Thorny wrote:depreciation affects finance arrangements the same way as if you own it outright - there really is no difference, it all just really boils down to where you want to put your money... And yes the balance goes to you less the value of the balloon (or whatever you owe at that time if you settle it early). The cheapest way of doing it (apart from buying outright) is putting it on yuor mortgage.
Now the whole borrowing on a mortgage thing is another kettle of fish - it's normally the cheapest way in terms of your monthly payments, but if you've got a 20 year mortgage, you're effectivley paying 25 years of interest on the extra you borrow from the mortgage, so although it costs less monthly, overall it's a lot more expensive than say a 5 year loan.
The only thing that gets me about finance deals where you put down a sizeable deposit is that if in this instance you put down £28k deposit, after your monthly payments, you've got your baloon of 28k, so if you decide to swap for another car, and your car is now worth say £35k, you've now only got a £7k deposit to put towards the new one and that's gonna keep decreasing.

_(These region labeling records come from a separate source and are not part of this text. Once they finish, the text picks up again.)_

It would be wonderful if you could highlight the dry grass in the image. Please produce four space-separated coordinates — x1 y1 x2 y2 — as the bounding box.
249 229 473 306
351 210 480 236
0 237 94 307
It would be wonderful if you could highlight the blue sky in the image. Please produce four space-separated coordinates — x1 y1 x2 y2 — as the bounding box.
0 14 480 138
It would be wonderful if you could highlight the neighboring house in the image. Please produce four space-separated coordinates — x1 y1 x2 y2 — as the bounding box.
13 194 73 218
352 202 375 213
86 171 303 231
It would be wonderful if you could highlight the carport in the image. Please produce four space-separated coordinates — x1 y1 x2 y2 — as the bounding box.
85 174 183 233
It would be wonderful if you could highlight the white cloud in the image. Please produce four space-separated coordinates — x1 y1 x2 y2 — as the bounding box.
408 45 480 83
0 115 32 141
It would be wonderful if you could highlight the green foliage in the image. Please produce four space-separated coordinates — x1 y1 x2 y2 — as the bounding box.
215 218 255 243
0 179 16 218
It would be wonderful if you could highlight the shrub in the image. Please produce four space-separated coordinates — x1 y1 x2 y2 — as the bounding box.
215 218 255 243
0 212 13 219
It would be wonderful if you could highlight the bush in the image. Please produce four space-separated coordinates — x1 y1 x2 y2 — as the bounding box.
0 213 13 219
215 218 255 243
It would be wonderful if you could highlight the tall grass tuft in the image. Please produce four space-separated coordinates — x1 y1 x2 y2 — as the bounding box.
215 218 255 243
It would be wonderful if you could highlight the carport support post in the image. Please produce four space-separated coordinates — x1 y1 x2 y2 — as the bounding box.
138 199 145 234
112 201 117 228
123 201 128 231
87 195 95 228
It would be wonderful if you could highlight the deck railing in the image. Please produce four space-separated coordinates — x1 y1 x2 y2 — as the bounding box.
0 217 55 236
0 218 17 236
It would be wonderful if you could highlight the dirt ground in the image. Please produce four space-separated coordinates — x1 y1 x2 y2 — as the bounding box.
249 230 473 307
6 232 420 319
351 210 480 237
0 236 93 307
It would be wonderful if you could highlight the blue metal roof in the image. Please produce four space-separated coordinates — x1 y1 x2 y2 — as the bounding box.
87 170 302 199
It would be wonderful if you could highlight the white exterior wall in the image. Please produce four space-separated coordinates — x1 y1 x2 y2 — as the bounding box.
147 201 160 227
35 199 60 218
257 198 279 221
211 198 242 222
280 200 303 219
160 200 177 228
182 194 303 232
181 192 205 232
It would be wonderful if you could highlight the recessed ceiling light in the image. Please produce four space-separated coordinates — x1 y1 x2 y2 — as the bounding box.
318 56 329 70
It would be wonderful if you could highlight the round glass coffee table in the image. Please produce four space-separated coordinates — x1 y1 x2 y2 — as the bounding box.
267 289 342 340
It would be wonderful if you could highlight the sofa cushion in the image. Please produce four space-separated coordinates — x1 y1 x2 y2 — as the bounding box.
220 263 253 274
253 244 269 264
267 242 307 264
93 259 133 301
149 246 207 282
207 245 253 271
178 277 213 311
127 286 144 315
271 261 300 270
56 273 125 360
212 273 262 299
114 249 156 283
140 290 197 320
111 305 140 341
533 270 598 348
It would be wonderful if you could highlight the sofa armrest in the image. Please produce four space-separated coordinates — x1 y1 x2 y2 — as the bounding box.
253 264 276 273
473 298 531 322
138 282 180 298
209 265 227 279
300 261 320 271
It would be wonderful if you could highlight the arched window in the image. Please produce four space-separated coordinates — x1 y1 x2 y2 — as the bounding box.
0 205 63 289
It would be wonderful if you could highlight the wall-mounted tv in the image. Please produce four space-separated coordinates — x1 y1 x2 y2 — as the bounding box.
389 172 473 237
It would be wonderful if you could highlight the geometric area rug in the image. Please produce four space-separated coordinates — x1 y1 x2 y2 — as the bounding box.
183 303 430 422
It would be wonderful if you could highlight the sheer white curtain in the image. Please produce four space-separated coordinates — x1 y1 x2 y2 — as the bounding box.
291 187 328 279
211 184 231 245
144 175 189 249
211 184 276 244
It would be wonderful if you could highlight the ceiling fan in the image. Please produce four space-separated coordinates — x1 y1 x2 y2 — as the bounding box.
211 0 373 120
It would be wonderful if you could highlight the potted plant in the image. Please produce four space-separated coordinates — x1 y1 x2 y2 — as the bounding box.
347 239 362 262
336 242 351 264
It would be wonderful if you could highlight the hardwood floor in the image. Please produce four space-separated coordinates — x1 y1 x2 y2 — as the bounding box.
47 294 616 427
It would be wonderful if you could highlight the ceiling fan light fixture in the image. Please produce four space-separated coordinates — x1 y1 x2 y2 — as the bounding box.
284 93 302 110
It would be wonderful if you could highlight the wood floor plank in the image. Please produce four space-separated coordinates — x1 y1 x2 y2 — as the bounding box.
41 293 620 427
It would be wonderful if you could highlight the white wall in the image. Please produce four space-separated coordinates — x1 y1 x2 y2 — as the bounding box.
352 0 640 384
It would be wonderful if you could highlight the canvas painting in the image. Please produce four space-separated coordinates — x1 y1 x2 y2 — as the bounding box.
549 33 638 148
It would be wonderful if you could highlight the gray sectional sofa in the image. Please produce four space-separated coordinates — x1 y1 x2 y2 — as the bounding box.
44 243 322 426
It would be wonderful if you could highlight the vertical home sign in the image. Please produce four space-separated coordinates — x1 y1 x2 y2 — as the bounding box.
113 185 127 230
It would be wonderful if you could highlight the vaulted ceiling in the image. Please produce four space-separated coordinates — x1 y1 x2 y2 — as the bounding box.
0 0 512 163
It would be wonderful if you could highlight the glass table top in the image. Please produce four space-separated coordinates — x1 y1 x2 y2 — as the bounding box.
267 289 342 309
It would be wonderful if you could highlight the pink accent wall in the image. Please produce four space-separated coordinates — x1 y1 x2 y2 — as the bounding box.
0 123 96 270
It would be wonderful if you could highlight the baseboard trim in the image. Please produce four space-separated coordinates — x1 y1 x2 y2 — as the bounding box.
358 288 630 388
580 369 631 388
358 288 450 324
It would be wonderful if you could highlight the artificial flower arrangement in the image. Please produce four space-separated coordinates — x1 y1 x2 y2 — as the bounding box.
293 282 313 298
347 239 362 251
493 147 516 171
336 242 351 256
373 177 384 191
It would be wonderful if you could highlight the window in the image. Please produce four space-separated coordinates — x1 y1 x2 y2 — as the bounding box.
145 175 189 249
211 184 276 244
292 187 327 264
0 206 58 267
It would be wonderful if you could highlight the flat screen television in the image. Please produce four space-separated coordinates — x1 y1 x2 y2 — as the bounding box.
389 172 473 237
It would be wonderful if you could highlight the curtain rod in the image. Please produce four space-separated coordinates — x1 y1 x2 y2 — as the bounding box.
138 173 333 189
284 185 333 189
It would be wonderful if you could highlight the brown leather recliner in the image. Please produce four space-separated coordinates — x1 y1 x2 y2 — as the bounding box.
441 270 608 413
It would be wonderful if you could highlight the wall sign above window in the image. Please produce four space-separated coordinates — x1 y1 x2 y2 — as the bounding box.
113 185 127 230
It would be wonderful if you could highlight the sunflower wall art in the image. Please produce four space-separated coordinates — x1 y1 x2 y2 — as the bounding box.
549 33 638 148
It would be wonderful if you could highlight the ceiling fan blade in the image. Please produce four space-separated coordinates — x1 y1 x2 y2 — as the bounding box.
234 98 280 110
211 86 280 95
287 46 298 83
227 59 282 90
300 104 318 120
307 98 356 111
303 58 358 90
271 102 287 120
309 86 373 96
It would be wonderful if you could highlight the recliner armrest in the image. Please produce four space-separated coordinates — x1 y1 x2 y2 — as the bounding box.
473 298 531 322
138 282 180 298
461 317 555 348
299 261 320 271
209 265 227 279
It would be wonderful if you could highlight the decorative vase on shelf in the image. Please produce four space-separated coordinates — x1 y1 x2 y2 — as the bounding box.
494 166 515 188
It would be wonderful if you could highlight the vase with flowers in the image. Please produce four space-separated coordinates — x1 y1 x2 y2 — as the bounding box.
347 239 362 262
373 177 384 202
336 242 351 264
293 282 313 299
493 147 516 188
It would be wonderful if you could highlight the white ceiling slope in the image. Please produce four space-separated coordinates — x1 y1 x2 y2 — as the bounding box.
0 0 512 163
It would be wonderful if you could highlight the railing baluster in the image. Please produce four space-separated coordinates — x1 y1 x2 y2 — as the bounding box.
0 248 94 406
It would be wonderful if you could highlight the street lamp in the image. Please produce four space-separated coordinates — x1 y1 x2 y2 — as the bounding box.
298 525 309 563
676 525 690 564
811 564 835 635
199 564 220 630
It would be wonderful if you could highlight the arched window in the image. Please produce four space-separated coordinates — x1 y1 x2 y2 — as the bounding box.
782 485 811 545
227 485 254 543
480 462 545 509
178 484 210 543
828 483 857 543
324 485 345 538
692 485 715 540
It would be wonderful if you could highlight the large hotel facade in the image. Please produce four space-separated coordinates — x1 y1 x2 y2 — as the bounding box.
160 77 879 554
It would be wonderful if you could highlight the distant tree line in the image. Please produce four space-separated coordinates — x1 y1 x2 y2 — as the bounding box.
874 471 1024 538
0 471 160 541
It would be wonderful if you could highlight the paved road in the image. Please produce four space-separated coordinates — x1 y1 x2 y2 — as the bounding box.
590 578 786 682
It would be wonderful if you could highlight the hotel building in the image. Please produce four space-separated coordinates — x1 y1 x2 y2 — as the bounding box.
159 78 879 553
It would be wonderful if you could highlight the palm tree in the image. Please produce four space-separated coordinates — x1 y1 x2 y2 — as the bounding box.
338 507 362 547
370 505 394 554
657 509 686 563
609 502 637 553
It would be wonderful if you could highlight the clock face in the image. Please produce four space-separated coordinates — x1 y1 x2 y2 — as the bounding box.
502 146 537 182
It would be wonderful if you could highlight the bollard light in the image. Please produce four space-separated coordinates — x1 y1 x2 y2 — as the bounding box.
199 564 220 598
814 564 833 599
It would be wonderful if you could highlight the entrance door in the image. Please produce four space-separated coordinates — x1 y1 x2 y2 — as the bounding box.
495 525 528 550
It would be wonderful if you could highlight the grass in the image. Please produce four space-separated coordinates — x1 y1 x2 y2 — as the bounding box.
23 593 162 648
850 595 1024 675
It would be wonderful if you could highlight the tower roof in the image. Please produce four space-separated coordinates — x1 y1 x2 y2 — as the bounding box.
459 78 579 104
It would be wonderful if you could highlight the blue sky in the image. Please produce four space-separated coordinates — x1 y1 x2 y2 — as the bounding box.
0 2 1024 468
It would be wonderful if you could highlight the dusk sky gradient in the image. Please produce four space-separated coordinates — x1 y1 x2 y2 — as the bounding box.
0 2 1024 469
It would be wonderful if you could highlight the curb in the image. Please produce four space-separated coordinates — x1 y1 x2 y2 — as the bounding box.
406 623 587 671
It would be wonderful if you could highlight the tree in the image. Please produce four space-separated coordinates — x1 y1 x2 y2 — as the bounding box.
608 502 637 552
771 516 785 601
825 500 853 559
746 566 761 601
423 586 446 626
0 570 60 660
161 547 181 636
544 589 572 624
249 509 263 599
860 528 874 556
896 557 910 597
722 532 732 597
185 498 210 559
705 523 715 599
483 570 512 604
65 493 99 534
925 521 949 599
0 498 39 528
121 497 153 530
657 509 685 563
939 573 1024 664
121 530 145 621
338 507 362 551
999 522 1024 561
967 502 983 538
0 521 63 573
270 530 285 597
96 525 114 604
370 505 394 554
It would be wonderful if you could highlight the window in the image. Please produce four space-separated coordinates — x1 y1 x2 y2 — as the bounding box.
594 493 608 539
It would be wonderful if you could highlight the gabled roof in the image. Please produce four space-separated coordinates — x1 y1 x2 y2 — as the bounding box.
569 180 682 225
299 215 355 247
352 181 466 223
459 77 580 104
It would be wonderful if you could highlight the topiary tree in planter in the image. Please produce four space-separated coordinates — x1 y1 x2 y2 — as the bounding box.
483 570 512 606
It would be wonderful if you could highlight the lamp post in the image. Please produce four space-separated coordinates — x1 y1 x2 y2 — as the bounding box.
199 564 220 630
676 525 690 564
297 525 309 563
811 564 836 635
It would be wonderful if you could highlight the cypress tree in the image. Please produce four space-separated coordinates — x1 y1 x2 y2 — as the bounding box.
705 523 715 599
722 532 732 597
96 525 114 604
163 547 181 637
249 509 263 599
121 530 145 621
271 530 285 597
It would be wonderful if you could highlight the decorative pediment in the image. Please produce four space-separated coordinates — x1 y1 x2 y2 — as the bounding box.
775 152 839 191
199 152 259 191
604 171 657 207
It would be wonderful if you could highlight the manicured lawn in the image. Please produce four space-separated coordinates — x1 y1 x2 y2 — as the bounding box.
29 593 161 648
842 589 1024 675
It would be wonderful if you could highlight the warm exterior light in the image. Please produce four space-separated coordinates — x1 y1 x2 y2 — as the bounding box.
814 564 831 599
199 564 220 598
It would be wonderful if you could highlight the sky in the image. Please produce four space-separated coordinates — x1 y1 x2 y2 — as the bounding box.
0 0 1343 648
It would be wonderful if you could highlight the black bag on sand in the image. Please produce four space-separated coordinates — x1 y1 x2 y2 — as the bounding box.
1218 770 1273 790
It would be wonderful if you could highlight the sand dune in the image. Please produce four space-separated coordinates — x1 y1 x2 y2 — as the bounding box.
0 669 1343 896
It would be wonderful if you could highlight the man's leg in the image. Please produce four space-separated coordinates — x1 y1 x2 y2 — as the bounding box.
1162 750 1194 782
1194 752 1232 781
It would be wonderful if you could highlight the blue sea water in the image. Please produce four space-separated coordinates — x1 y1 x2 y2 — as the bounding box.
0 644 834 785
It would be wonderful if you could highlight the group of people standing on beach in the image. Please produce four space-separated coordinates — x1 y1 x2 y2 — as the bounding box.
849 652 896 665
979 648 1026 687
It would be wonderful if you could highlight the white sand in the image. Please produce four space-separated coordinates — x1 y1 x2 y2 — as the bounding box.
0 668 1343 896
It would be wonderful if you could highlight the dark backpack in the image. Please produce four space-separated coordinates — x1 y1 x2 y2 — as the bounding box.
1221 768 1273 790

I appreciate that it's just the depreciation that you'd be taking anyway, but it seems a rough way to do it. BUT, you're point about having the money in your business and therefore being able to invest elsewhere and in that respect then not pay tax on the sum you would otherwise put into the car, that's a real deal changer and probably makes it exceedingly worth while. In very much the same way that most businesses will leverage debt against a business when buying it, even if they have the capital to do so outright, because you can then offset the debt against profits and get around tax.